Here the Word Play interest kicks in. First, is there any connection between the woollen fabric called serge and the RCMP officers called sergeants, those with a rank below inspector but above corporal and constable?
The answer is no. Serge derives from the Latin serica, meaning wool of the Seres (not to be confused with the World Series). Seres, a Greek word possibly based on a Chinese word for silk, si, meant "the silk people," and was the name the Greeks gave to traders from the Far East.
Sergeant derives by way of Old French sergent and Latin servient from the Latin servire, to serve. When sergeant entered English around 1200, it referred to an attendant or servant, and by 1300 to a common soldier, which may be the rank a few sergeants will be busted down to when Paulson cleans house.

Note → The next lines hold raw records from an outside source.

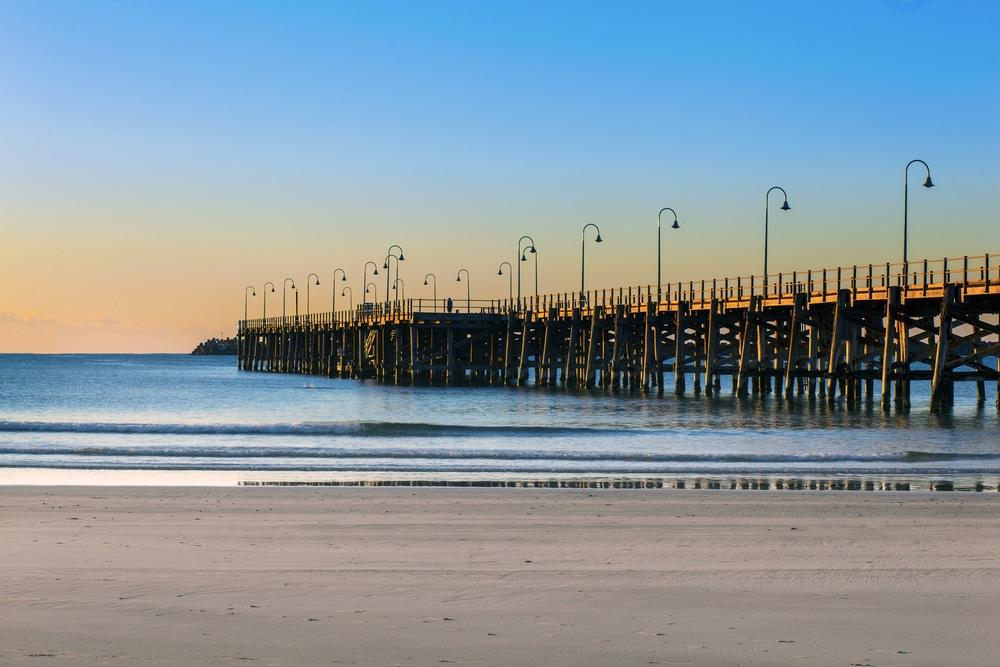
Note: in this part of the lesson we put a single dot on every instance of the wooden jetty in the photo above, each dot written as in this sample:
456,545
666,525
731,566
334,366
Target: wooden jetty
830,334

Commissioner derives from the Latin committere, from com (with) and mittere (put, send), which soon came to mean entrust. Officers get their name from the Latin officium, which literally meant the performance of a task, but in medieval Latin acquired the sense of doing divine service. Should you hear RCMP operatives say, "Trust us, we're on a mission from God," blame etymology.
The Stetson got its name from John Batterson Stetson, who in 1865 began producing those wide-brimmed, 10-gallon hats made of felt, a cloth of rolled or pressed wool. Felt has the same Latin root ( filtrum) and the same conjectural Old Germanic root ( felto or filtiz) as filter, which is not surprising, since when filter entered English half a millennium ago it meant felt, which was used to filter liquids.

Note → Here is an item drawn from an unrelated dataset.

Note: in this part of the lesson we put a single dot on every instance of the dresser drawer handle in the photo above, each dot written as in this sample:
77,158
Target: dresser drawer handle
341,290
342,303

Filtrum is also the source of infiltrate, as in the RCMP's infiltration of groups under suspicion. It is just a coincidence that the real name of Deep Throat, the FBI associate director who in effect infiltrated the U.S. government to help reporters expose U.S. president Richard Nixon, was Felt, Mark Felt.
Elsewhere in Wordland, last week's column traced the phrase spitting image back to the early 1800s expression "the very spit of." As a few readers noted, the trail goes back further still, to the common saying that a child who looked like his or her father had been spat out by that father.
In his 1698 play Love and a Bottle, for instance, Irish-born playwright George Farquhar had a character named Trudge, described in the dramatis personae as "whore to Roebuck," speak these words to Roebuck, "an Irish Gentleman, of a wild roving temper": "Faith, you're all alike, you men are alike – Poor child! He's as like his own dadda as if he were spit out of his mouth."
Yale University linguistics professor Laurence Horn, in a 2004 article in American Speech kindly passed along by reader Santo D'Agostino, wondered why it was always the father rather than the mother who was spitting out the child, and why saliva was the chosen vehicle for paternity. He concluded that "spitten," as in "spitten image," was also a reference to the spewing of semen.
"The identification of spit with semen," Horn wrote, "has been supported with evidence provided by a variety of sources ranging from biblical law and cultural legend to dialect variation and the history of English."
There have been other imaginative theories – that spit was a variation on spirit, or that spitting image was a variation on "splitting image" (producing two identical halves) – but Horn's argument is particularly persuasive. If there is any disagreement, let it not develop into a spat.